Such a windy night last night and it’s still windy now. Walked down to the big pond earlier and could hardly keep upright – we certainly miss the protection from the prevailing wind the willow trees used to give us.
Something has eaten some of my iris flowers; a few blues, a couple of purples and my one and only plum-coloured one. The flowers have been nipped off neatly so a mammal not a bird; deer, rabbit or hare. I get so disappointed when this happens but I know the animals see my flowers as food and they take advantage of a ready supply. I don’t like putting edging round my flower beds but I think it may deter casual browsing/grazing. I often resort to chicken wire but that is so ugly. I will also try attaching human hair to something near my favourite plants. Apparently, deer cannot stand our smell and will usually stay away from anything with our scent on. The RHS in their gardens hang up stockings filled with hair collected from hairdressers to protect trees and shrubs from deer damage. Not attractive but worth a try.

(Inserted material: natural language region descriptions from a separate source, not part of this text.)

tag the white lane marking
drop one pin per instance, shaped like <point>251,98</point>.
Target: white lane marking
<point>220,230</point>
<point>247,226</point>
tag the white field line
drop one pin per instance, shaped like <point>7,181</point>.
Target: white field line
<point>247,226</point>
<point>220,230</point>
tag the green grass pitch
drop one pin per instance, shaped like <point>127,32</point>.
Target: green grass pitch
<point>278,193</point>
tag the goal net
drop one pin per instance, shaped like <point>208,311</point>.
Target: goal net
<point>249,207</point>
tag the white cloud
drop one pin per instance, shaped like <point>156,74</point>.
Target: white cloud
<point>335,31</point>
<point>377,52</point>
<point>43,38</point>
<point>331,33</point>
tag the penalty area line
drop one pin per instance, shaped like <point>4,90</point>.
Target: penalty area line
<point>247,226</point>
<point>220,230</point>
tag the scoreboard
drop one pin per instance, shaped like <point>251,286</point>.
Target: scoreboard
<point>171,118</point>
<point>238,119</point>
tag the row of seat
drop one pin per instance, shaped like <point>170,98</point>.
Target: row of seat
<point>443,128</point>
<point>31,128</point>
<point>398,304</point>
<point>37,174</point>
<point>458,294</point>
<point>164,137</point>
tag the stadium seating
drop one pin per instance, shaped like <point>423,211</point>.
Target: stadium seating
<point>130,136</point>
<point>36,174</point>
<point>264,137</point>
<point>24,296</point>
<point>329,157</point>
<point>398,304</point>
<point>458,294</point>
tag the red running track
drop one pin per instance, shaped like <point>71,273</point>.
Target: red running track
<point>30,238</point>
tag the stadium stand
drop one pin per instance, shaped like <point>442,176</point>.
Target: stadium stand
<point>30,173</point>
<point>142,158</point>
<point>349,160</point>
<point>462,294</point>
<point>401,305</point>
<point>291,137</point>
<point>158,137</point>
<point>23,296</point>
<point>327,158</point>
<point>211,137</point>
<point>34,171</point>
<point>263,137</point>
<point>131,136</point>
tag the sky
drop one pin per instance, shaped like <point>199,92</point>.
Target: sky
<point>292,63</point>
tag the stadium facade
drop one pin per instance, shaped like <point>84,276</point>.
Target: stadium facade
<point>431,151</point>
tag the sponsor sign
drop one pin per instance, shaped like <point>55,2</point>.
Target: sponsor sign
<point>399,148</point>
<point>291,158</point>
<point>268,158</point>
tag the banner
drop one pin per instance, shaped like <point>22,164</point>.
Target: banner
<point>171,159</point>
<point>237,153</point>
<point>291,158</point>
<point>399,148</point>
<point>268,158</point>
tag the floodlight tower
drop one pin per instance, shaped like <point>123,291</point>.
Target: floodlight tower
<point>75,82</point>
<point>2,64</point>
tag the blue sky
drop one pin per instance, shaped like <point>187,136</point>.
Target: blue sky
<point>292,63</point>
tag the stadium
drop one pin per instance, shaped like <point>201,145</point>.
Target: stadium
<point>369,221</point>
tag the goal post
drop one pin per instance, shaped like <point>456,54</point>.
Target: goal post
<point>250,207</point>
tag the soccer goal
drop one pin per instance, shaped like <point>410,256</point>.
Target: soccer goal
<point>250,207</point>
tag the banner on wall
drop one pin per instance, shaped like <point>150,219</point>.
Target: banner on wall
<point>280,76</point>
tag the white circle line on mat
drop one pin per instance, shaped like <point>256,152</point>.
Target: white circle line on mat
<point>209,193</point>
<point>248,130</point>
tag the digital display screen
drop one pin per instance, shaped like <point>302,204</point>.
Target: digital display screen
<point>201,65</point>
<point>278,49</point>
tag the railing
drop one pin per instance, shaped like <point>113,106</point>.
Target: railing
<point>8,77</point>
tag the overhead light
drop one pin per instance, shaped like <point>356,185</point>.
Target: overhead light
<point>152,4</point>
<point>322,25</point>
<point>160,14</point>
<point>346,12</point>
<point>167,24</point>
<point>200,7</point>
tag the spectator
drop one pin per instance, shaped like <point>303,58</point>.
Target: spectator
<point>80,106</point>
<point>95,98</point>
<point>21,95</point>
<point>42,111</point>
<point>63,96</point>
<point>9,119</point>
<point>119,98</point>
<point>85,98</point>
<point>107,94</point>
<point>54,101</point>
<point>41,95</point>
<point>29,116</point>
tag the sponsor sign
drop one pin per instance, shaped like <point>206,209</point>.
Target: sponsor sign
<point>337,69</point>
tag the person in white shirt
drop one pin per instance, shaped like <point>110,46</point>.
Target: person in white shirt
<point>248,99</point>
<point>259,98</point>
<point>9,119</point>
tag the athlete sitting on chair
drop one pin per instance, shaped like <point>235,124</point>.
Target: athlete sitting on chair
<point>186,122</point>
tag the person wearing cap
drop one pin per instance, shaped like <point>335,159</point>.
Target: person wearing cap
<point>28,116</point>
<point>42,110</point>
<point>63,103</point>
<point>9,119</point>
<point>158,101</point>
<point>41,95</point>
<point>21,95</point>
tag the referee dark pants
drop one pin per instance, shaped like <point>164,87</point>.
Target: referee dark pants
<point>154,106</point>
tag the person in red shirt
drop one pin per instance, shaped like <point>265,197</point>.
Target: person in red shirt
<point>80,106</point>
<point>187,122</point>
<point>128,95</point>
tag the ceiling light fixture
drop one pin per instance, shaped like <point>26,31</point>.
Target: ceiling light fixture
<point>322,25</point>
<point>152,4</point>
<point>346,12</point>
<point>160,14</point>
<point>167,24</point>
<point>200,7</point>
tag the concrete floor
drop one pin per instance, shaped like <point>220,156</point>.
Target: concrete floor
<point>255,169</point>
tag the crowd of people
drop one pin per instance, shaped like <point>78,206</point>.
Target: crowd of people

Some early purple crocus are out – so pretty and dainty – pale mauve with bright yellow stamens and at last some of my winter aconites are emerging. In the garden we had in the house before last the aconites appeared first, before the snowdrops, in mid-January and they spread so quickly, especially into the gravel in the driveway. Here however, they appear in February, reluctantly, and have no desire to spread anywhere. I cannot find a place where they want to be. We have a cold, exposed, windswept garden and there aren’t enough well-drained areas – probable causes.

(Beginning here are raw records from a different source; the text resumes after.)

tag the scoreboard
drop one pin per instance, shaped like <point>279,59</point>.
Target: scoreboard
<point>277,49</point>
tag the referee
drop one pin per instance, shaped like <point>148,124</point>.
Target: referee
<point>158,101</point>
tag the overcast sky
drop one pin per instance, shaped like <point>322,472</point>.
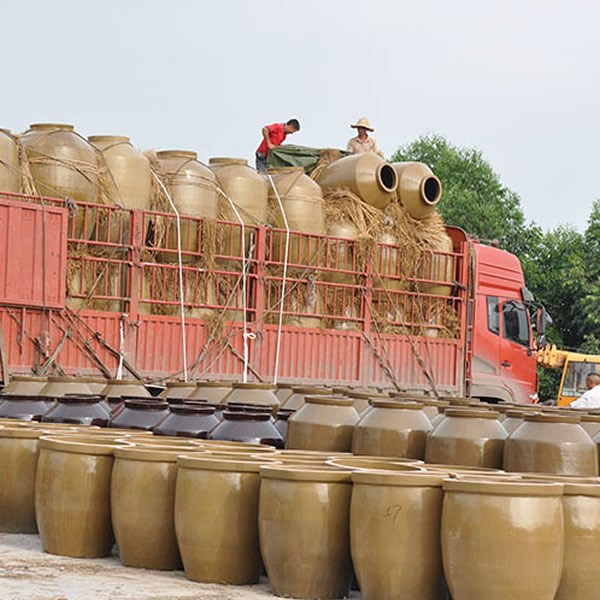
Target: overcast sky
<point>517,79</point>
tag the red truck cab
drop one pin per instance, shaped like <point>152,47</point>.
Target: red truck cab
<point>503,362</point>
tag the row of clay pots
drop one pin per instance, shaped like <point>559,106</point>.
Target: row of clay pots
<point>219,507</point>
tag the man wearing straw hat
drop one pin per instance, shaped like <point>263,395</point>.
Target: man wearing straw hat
<point>362,142</point>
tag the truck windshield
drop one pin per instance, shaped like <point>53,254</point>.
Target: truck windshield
<point>574,383</point>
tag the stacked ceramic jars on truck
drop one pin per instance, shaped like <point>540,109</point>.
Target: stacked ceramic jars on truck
<point>296,203</point>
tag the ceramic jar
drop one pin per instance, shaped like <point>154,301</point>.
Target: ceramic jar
<point>25,385</point>
<point>283,392</point>
<point>467,436</point>
<point>72,496</point>
<point>140,413</point>
<point>305,512</point>
<point>395,534</point>
<point>188,420</point>
<point>551,443</point>
<point>281,420</point>
<point>18,462</point>
<point>142,507</point>
<point>58,386</point>
<point>392,428</point>
<point>216,519</point>
<point>178,389</point>
<point>261,394</point>
<point>580,575</point>
<point>248,427</point>
<point>79,410</point>
<point>591,423</point>
<point>296,399</point>
<point>362,399</point>
<point>28,408</point>
<point>502,539</point>
<point>213,392</point>
<point>323,423</point>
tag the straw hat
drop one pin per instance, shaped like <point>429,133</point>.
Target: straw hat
<point>363,122</point>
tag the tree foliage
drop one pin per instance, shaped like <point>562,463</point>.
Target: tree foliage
<point>561,266</point>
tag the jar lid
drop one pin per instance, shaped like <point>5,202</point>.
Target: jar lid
<point>319,391</point>
<point>477,413</point>
<point>235,465</point>
<point>397,404</point>
<point>503,487</point>
<point>329,400</point>
<point>394,478</point>
<point>190,154</point>
<point>305,473</point>
<point>551,418</point>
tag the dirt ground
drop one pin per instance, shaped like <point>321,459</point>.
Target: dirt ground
<point>27,573</point>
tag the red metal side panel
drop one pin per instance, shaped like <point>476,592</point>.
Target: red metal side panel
<point>312,355</point>
<point>33,247</point>
<point>159,349</point>
<point>440,357</point>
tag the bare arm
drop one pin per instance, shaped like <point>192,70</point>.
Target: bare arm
<point>265,131</point>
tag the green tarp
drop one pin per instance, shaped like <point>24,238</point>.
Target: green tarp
<point>289,155</point>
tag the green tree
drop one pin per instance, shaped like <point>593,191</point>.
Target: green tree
<point>474,198</point>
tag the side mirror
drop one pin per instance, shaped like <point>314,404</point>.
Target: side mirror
<point>543,319</point>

Dogs Mercury is coming up in the ditches. A strange plant from the spurge family with tiny greeny-yellow flowers. Extremely poisonous with a rather fetid smell, it is pollinated by midges. It is also sensitive to disturbance and a sign of ancient hedges and ditches. A woodland plant.
The heavenly blue scilla are appearing under the Escallonia which also suffers in our garden and I have no idea why.
It is so good to have both my daughters at home. They get on well with each other most of the time (there is eleven and a half years difference in their ages) but they do tend to tease each other, spend considerable time apart in their own rooms and then are disappointed that they didn’t spend enough time with each other when A goes back to Sheffield. R kindly made our evening meal last night; a tasty risotto and tonight we will have cottage pie. The girls don’t like mashed potato so I put sliced browned potato on top instead. Tomorrow we will have a traditional roast meal; roast leg of lamb.
I had a phone call about an hour ago. I answered and after saying hello a few times I was about to put the receiver down when I was greeted by a man with a strong accent, probably Indian, who said his name was Robert and was from the computer repair team. Why Robert, and why not give his own name? This is so obviously a scam that giving his own name wouldn’t make much difference. In fact, it may make me listen a little longer.
When I was growing up in Kent my father used to patronise the corner shop run by a very hard-working Indian or Pakistani man called Dave. My father used to get his tobacco and cigarettes from there and Dave kindly cashed cheques for Dad. Dad was always short of money. When my mother asked what Dave’s real name was my father was astounded. ‘His name’s Dave!’ he said.